I am thinking of getting a Marlin X7 270. I have never owned a 270, always a 30-06, but it was stolen last year and I'm on a budget. Seems like a very good rifle and a lot like the remington 700 adl that I had. Its that or a savage axis. Both are 350 with a scope. Just wanted to know if anyone had shot one and if they liked it. Plus with the 270 what grain bullets?


----------



## FrankwT (Jul 25, 2010)

That Axis in .308 is a sweet shooter, they have them at walmart


----------



## SAWMAN (May 24, 2010)

*.277" bullets*

With the 270 your pretty much limited to the 130's and the 150's. Nowadays they have came out with some very interesting non-lead bullets that will penetrate like a SOB. If you reload for it, there are countless bullets to play with.

If I were shooting the smaller Fla deer and the average sized hogs,I would choose the 130's. --- SAWMAN


----------



## Emerald Ghost (Mar 11, 2008)

*.270*

I have had VERY good success with the .270 caliber.


----------



## King Mike (Apr 15, 2008)

Ive shot numerous deer and tons of hogs with the cheap ol 130 grain core lokt .270 bullets. Everything I have shot right in the shoulder has dropped on the spot (including several big hogs) if you are trying to save meet and shoot right behind the shoulder for a lung shot nothing I have shot has ran over 50 yards. I would shoot anything with my .270. I have that much confidence in it.
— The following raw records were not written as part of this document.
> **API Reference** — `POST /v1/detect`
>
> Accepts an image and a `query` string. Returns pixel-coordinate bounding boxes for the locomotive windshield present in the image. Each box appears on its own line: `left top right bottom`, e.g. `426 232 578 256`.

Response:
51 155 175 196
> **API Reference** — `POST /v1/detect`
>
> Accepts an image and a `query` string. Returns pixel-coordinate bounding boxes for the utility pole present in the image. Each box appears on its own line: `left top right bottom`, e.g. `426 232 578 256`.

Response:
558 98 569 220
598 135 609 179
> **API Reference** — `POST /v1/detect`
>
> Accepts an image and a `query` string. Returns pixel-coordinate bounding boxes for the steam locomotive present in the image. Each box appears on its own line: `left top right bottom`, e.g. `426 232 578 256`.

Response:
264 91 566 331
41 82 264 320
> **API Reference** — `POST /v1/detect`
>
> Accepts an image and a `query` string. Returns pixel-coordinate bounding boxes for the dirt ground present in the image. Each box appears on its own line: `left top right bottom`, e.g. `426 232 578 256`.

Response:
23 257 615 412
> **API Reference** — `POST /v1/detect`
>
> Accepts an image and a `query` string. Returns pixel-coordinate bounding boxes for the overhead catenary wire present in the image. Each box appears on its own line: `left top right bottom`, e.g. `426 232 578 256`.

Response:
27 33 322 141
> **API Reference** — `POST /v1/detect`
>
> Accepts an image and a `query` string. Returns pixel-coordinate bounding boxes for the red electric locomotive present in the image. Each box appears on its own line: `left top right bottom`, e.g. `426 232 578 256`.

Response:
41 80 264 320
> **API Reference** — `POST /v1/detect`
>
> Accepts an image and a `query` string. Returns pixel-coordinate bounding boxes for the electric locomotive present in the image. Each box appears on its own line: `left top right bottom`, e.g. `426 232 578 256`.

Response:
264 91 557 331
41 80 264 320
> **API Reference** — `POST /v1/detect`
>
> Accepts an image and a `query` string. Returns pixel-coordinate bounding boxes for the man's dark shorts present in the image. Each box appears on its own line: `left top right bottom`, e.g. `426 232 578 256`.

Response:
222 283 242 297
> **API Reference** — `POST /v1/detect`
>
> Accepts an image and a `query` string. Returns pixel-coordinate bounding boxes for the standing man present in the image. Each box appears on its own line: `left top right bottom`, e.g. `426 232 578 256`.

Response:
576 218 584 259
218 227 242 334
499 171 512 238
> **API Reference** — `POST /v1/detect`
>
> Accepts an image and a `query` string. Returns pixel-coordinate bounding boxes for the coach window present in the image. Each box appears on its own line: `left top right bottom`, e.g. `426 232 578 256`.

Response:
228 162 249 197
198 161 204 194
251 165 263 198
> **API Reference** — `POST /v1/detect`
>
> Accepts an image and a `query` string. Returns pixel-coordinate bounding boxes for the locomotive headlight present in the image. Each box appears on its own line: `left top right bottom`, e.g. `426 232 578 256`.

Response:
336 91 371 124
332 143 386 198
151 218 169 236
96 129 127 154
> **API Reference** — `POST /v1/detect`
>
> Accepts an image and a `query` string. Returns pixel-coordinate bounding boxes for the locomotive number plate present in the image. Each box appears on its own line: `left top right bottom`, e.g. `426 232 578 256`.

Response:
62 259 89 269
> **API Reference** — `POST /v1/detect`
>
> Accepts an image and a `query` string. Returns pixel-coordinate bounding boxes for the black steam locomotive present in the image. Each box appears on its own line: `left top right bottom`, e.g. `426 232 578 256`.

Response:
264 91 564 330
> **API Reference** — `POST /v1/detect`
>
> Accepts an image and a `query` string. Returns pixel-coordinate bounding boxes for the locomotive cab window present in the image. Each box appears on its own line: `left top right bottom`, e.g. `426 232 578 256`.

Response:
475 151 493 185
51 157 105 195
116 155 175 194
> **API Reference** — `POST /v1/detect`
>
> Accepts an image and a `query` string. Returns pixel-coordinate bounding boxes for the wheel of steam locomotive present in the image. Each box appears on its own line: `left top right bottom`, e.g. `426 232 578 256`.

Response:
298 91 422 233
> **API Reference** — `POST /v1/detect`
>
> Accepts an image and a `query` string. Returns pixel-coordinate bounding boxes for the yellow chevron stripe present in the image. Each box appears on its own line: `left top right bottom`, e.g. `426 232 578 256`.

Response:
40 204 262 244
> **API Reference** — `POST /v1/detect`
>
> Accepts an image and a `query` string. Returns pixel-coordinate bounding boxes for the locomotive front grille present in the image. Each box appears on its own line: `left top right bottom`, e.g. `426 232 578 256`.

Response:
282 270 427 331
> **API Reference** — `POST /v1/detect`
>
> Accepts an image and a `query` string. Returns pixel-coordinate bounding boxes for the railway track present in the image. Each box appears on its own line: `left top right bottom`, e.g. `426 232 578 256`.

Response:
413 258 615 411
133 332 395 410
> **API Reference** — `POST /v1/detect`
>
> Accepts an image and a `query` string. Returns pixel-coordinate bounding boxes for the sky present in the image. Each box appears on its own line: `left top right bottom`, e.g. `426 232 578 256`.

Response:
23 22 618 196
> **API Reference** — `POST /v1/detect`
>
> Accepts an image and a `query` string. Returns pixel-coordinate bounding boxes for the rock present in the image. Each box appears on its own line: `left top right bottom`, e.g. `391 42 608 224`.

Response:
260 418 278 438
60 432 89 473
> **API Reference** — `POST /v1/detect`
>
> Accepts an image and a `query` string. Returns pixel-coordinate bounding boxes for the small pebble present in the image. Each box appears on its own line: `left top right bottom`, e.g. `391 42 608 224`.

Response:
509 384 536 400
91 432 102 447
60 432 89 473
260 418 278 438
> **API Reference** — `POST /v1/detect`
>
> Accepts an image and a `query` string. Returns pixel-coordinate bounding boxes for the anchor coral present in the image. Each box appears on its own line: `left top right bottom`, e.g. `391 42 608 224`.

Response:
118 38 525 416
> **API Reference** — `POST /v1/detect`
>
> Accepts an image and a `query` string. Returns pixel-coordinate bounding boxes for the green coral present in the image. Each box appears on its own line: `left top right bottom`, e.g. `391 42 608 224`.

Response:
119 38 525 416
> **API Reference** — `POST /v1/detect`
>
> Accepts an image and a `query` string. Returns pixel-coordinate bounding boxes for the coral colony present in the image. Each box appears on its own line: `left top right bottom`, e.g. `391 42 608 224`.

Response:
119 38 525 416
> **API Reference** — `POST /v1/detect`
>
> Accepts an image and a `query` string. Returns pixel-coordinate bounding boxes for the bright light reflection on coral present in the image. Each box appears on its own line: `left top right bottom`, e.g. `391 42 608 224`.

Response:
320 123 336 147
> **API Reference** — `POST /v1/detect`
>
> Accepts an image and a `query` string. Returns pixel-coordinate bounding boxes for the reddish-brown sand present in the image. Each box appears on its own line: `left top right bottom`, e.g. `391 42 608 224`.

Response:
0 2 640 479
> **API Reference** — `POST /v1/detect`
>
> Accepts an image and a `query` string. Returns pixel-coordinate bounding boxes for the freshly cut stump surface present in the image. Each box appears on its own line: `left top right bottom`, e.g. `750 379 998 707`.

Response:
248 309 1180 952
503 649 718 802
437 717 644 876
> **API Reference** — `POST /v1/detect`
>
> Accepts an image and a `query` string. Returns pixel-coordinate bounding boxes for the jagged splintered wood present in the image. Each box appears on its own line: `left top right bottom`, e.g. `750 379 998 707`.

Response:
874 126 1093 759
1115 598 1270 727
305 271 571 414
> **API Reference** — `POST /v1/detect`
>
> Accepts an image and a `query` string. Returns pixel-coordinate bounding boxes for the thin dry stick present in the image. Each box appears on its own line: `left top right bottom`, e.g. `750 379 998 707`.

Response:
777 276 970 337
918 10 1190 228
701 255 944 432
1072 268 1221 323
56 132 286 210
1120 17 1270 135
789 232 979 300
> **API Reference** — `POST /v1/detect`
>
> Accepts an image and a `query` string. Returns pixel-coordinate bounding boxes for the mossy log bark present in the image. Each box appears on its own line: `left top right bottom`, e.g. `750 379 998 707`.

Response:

I think shot placement is the key to any rifle. My wife shoots a 25.06 and has killed everything she has shot as too. (she shoot the marlin x7) Her gun is my favorite gun we own and the best shooting as far as grouping in my openion) bought the gun and scope out the door at academy for less then 500 (nikon prostaff scope) with rings and everything. It also only took 3 shots to sight in while sitting on a 4 wheeler.


----------



## JoeZ (Sep 30, 2007)

I researched both of these last year and ended up buying the Savage in .270. 
All reports have them basically equal but Savages typically are more accurate of the box. 
They come laser bore sighted and I can tell you that mine was dead on the day I took it home. 
Great gun for the money, either brand


----------



## hfboats (May 9, 2011)

I think I am going to get the 270 Marlin. It feels just like the 700 adl that I used to have, and I like the adjustable trigger. Thanks for the advice.


----------



## gulfwaterman (Nov 16, 2007)

+1 for the x7.my 2506 shoots well with federal premium btsp.We have sold tons f x7's at work and everyone one seems to be impressed for the quality/price.


----------



## hfboats (May 9, 2011)

I got the X7 in 30-06 just like I wanted. I just have not had a chance to shoot it yet. It feels like a better quality than the more expensive rifles. The scope seems ok. I think I will replace it next year with a redfield.


----------



## Allen Emmons (May 29, 2010)

The Marlin is a sweet shooting rifle,I really like the trigger. I have a Win model 70 in .270 also hardest decision now is which to take. I shoot 150 gr reloads in both.


----------